Confezioni più piccole allo stesso prezzo: cos’è la shrinkflation, il fenomeno esploso con la guerra in Ucraina
L’Antitrust ha aperto una procedura su potenziali pratiche commerciali scorrette legate al fenomeno della shrinkflation. Il termine, che deriva dalle parole inglesi shrink (“restringere”) e inflation (“inflazione”), indica la tendenza da parte delle aziende a ridurre la quantità di un prodotto in vendita allo stesso prezzo di prima. Si tratta di un trend esploso con la guerra in Ucraina. Come dichiarato da Giovanni Calabrò, direttore generale alla Tutela del consumatore dell’Antitrust, «la shrinkflation è una tecnica di marketing, legittima purché siano rispettate alcune condizioni». Calabrò ha citato «condotte quali la diminuzione della quantità di prodotto a parità di dimensioni della confezione, in assenza di un’adeguata avvertenza sull’etichetta frontale».
I prodotti interessati dalla shrinkflation
Ma quali sono, nel concreto, gli effetti della shrinkflation sui prodotti che troviamo sugli scaffali dei supermercati? Nell’esposto presentato dall’Unc all’Antitrust lo scorso 8 aprile, si legge, ad esempio, di mozzarelle vendute a pezzi da 100 grammi, anziché i canonici 125, di caffè in confezioni da 225 grammi anziché 250. Secondo le rilevazioni citate da Today, ci sono anche tavolette di cioccolato passate da 100 a 90 grammi e le bibite, vendute in bottiglie da 1,35 litri anziché 1,5.

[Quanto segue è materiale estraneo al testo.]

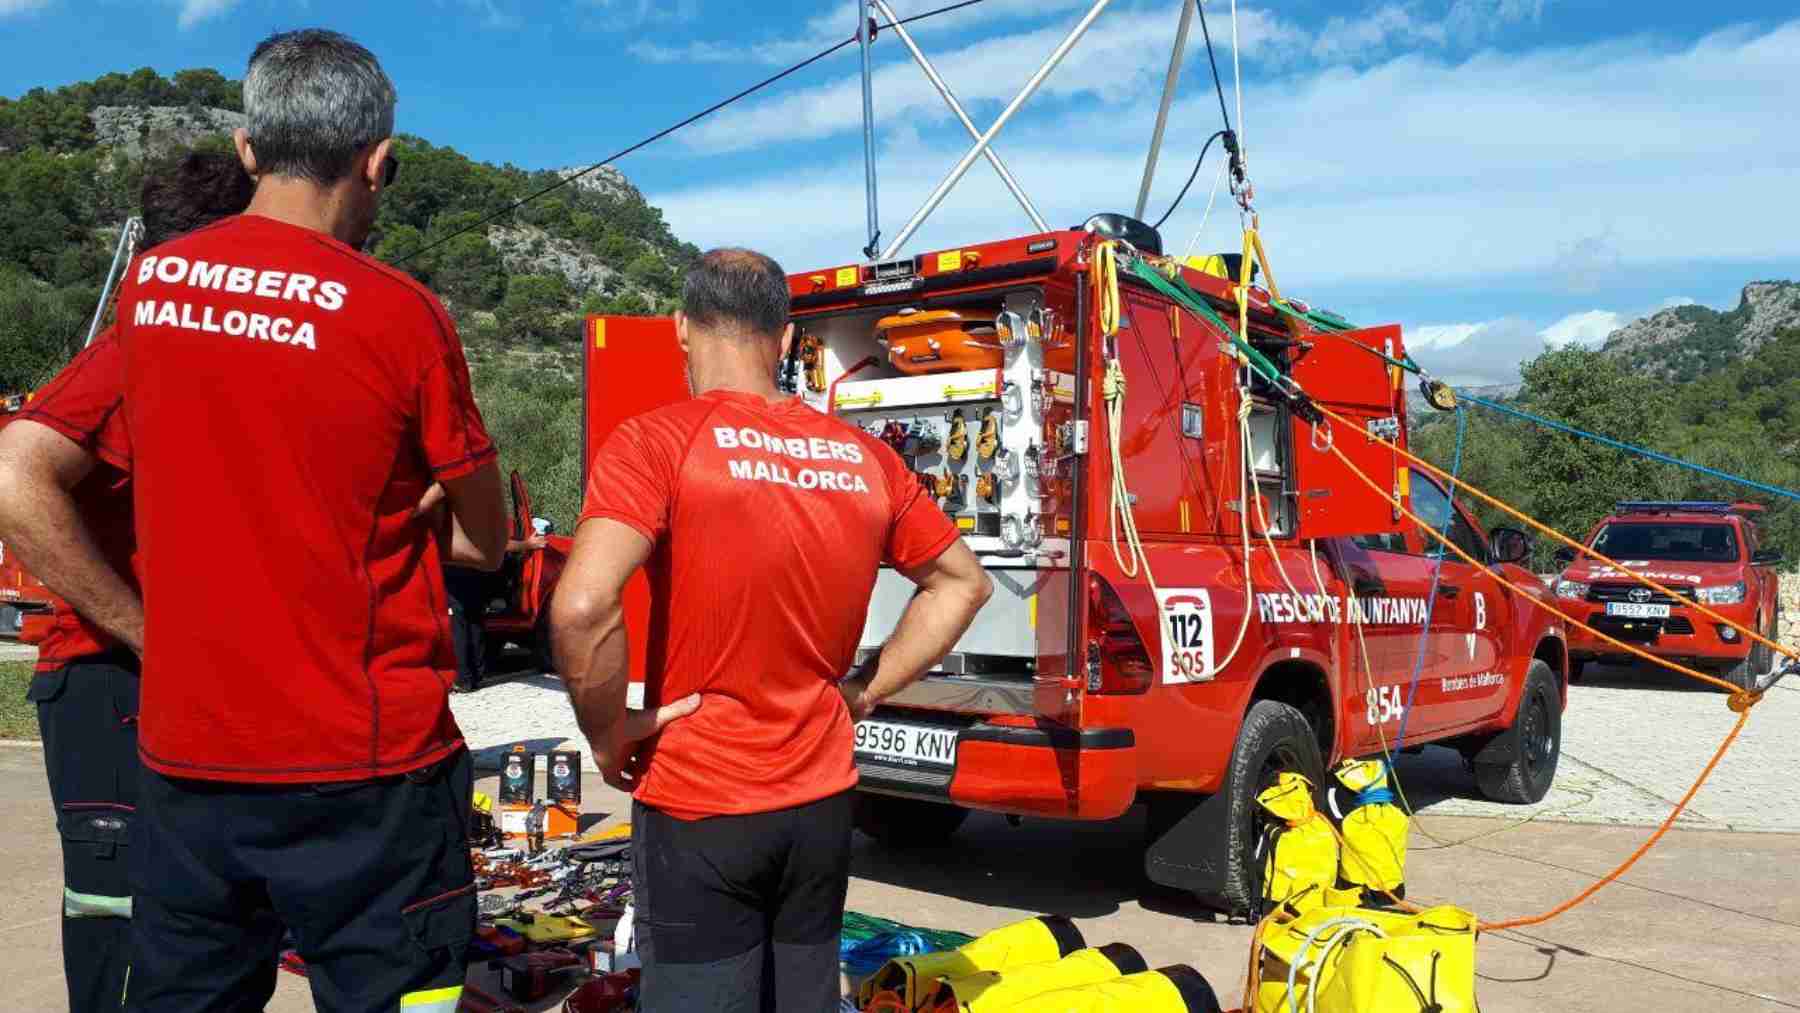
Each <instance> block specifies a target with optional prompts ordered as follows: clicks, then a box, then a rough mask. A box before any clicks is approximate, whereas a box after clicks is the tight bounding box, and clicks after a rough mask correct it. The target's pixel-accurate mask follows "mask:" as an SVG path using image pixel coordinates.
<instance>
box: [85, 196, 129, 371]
mask: <svg viewBox="0 0 1800 1013" xmlns="http://www.w3.org/2000/svg"><path fill="white" fill-rule="evenodd" d="M142 238H144V221H142V220H137V218H126V220H124V229H121V230H119V245H117V247H115V248H113V264H112V266H110V268H106V284H103V286H101V304H99V306H95V308H94V322H92V324H88V340H85V342H81V347H88V345H92V344H94V335H97V333H99V329H101V318H103V317H106V306H108V304H110V302H112V290H113V286H115V284H117V282H119V272H122V270H124V266H126V264H128V263H130V261H131V254H130V250H137V243H139V241H140V239H142Z"/></svg>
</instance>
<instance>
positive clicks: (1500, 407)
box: [1456, 390, 1800, 500]
mask: <svg viewBox="0 0 1800 1013" xmlns="http://www.w3.org/2000/svg"><path fill="white" fill-rule="evenodd" d="M1456 398H1458V399H1460V401H1472V403H1476V405H1481V407H1483V408H1489V410H1492V412H1503V414H1508V416H1514V417H1519V419H1525V421H1528V423H1537V425H1541V426H1550V428H1553V430H1561V432H1566V434H1570V435H1579V437H1582V439H1591V441H1595V443H1604V444H1606V446H1611V448H1615V450H1624V452H1627V453H1638V455H1642V457H1649V459H1651V461H1661V462H1663V464H1678V466H1681V468H1687V470H1688V471H1699V473H1701V475H1710V477H1714V479H1724V480H1726V482H1737V484H1739V486H1748V488H1751V489H1760V491H1764V493H1769V495H1773V497H1786V498H1789V500H1800V493H1796V491H1793V489H1784V488H1780V486H1769V484H1766V482H1757V480H1751V479H1742V477H1737V475H1732V473H1730V471H1719V470H1717V468H1708V466H1705V464H1694V462H1692V461H1681V459H1679V457H1670V455H1667V453H1660V452H1656V450H1647V448H1643V446H1633V444H1629V443H1620V441H1616V439H1611V437H1606V435H1600V434H1591V432H1586V430H1579V428H1575V426H1570V425H1562V423H1559V421H1553V419H1546V417H1543V416H1534V414H1530V412H1521V410H1519V408H1510V407H1507V405H1501V403H1496V401H1489V399H1485V398H1476V396H1474V394H1463V392H1462V390H1458V392H1456ZM1458 439H1462V432H1458Z"/></svg>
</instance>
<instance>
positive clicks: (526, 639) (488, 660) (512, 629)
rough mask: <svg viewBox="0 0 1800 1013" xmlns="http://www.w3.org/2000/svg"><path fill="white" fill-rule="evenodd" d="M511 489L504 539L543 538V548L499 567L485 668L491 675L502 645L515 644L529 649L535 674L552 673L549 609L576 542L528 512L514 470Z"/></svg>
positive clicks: (486, 619)
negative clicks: (504, 538)
mask: <svg viewBox="0 0 1800 1013" xmlns="http://www.w3.org/2000/svg"><path fill="white" fill-rule="evenodd" d="M511 491H513V516H511V531H509V533H508V538H513V540H524V538H529V536H531V534H545V536H547V538H545V542H547V545H545V547H544V549H536V551H531V552H526V554H522V556H508V558H506V561H504V563H500V572H499V581H500V583H499V594H497V596H495V597H493V603H491V605H490V608H488V614H486V615H484V617H482V644H484V648H482V650H484V653H486V659H484V668H486V669H488V671H493V668H495V666H497V664H499V660H500V655H502V651H506V646H508V644H515V646H518V648H524V650H527V651H531V664H533V666H536V669H538V671H554V669H556V662H554V660H551V624H549V621H551V608H549V605H551V594H553V592H554V590H556V581H558V579H562V569H563V563H567V561H569V549H571V547H572V545H574V540H572V538H569V536H565V534H554V527H553V525H551V522H547V520H544V518H542V516H535V515H533V513H531V491H529V489H527V488H526V480H524V477H520V475H518V471H513V475H511ZM502 603H504V605H502Z"/></svg>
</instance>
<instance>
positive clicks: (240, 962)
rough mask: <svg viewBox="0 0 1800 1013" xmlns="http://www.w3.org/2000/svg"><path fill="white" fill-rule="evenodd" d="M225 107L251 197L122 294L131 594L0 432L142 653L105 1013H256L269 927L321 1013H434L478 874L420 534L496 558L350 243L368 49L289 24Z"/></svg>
mask: <svg viewBox="0 0 1800 1013" xmlns="http://www.w3.org/2000/svg"><path fill="white" fill-rule="evenodd" d="M243 92H245V95H243V97H245V103H243V104H245V117H247V122H248V126H247V128H245V130H239V131H238V135H236V146H238V155H239V158H241V162H243V167H245V171H248V173H250V176H254V178H256V182H257V187H256V196H254V198H252V202H250V207H248V211H247V212H245V214H243V216H238V218H230V220H227V221H223V223H218V225H212V227H209V229H202V230H198V232H193V234H187V236H184V238H180V239H173V241H169V243H166V245H164V247H160V248H157V250H153V252H151V254H146V255H144V257H139V259H137V261H135V263H133V264H131V266H130V270H128V273H126V279H124V284H122V288H121V295H119V344H121V349H122V353H124V354H122V360H124V383H122V390H124V392H126V398H124V421H126V426H128V430H130V443H131V461H130V468H131V480H133V486H135V491H137V493H135V506H137V536H139V560H140V572H142V581H144V588H146V596H144V599H142V603H140V601H139V597H137V596H135V594H131V590H130V587H128V585H126V583H124V581H122V579H121V578H119V574H115V572H112V569H110V567H106V563H104V560H101V558H97V554H95V552H92V547H90V545H88V540H86V533H85V529H83V525H81V518H79V515H76V511H72V509H70V507H68V504H67V493H63V486H65V482H63V477H67V475H68V473H74V471H77V470H79V468H81V464H83V453H81V448H79V446H74V444H70V443H68V441H67V439H63V443H61V444H47V446H45V444H36V446H23V448H14V446H11V439H7V441H5V443H4V444H0V459H11V461H13V473H11V477H13V479H14V482H16V484H18V486H22V488H25V489H27V491H29V493H27V498H34V500H36V504H34V506H36V513H32V515H29V516H22V515H18V513H14V511H13V509H9V507H7V506H0V515H4V516H5V520H7V524H18V525H22V527H23V529H25V531H27V536H25V538H20V542H31V545H32V556H29V558H27V563H29V565H31V567H32V569H34V570H38V572H40V574H41V576H43V578H45V579H50V578H52V576H54V578H56V579H59V581H63V583H67V585H68V588H70V592H68V594H67V597H68V599H70V601H72V603H74V605H76V608H79V610H81V612H83V614H85V615H88V617H90V619H94V621H95V623H97V624H101V626H103V628H104V630H108V632H110V633H113V635H117V637H119V639H121V641H124V642H126V644H130V646H133V648H140V650H142V655H144V680H142V707H140V727H139V754H140V758H142V761H144V774H142V777H140V784H139V811H137V820H135V826H133V838H131V844H133V851H135V855H133V882H131V887H133V901H135V910H133V916H135V918H133V921H135V939H133V959H131V977H130V990H128V997H126V999H128V1008H130V1009H140V1011H148V1013H162V1011H176V1009H180V1011H187V1009H259V1008H261V1006H263V1002H265V1000H266V997H268V995H270V991H272V990H274V959H275V948H277V945H279V937H277V932H279V925H281V923H284V925H286V927H288V928H292V930H293V934H295V937H297V943H299V950H301V955H302V957H304V959H306V963H308V968H310V982H311V990H313V1000H315V1004H317V1006H319V1008H320V1009H326V1011H340V1009H396V1008H405V1009H407V1011H409V1013H436V1011H450V1009H454V1008H455V1004H457V997H459V993H461V986H463V975H464V970H466V966H464V946H466V943H468V939H470V936H472V934H473V921H475V896H473V892H475V885H473V876H472V869H470V860H468V846H466V842H464V837H466V820H468V806H470V788H472V772H470V761H468V750H466V749H464V747H463V738H461V732H459V731H457V727H455V720H454V718H452V716H450V709H448V691H446V687H448V684H450V678H452V669H454V662H452V650H450V642H448V637H446V633H445V606H443V599H441V588H443V578H441V572H439V551H437V543H443V545H446V547H448V554H450V558H457V560H463V561H468V563H473V565H484V567H490V569H491V567H495V565H499V560H500V547H502V545H504V542H506V516H504V504H502V497H500V475H499V468H497V464H495V448H493V443H491V441H490V439H488V434H486V430H484V428H482V423H481V412H477V408H475V403H473V398H472V394H470V387H468V367H466V365H464V362H463V349H461V344H459V340H457V336H455V329H454V326H452V324H450V320H448V317H446V315H445V311H443V308H441V306H439V304H437V300H436V299H434V297H432V295H430V293H428V291H427V290H425V288H421V286H419V284H416V282H414V281H412V279H410V277H407V275H403V273H400V272H394V270H391V268H387V266H383V264H380V263H378V261H374V259H371V257H365V255H362V254H360V252H358V248H360V247H362V245H364V243H365V239H367V236H369V229H371V225H373V221H374V214H376V205H378V202H380V194H382V189H383V187H385V185H387V184H389V182H392V178H394V171H396V167H398V166H396V162H394V158H392V153H391V148H392V140H391V137H392V133H394V86H392V83H391V81H389V79H387V74H383V72H382V67H380V63H376V59H374V56H371V54H369V52H367V50H365V49H362V47H360V45H356V43H355V41H351V40H347V38H344V36H340V34H335V32H326V31H301V32H284V34H277V36H270V38H268V40H266V41H263V43H261V45H259V47H257V49H256V52H254V54H252V58H250V67H248V72H247V74H245V86H243ZM11 428H14V426H9V432H7V434H5V435H7V437H11V435H13V434H11ZM9 452H11V453H9ZM0 468H4V466H0ZM7 477H9V475H5V473H0V486H4V484H5V482H4V479H7ZM434 479H436V480H437V482H443V486H445V491H446V500H448V511H446V515H445V524H446V527H445V529H439V531H432V529H430V527H428V525H427V524H421V520H419V518H418V516H416V513H414V507H416V506H418V502H419V497H421V495H423V493H425V489H427V486H430V482H432V480H434ZM221 547H225V549H221Z"/></svg>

I rincari rispetto al 2021
La guerra in Ucraina ha esasperato un fenomeno che era già diffuso nella seconda parte del 2021: l’aumento dei prezzi in questi mesi ha avuto un forte impatto sulla spesa degli italiani. Lo scorso mese, l’inflazione ha raggiunto il 6,7%, che si traduce in aumento della spesa annua in alimentari per una famiglia tipo di 373 euro. Tra i rincari maggiori degli alimentari rispetto alla primavera 2021 spiccano frutta (+7,8%) e verdura fresca (+12%), uova (+9,3%), olio di oliva (+6,1%), farina (+17,1%), burro (+15,7%) e gli oli vegetali diversi da quello d’oliva (+63,5%).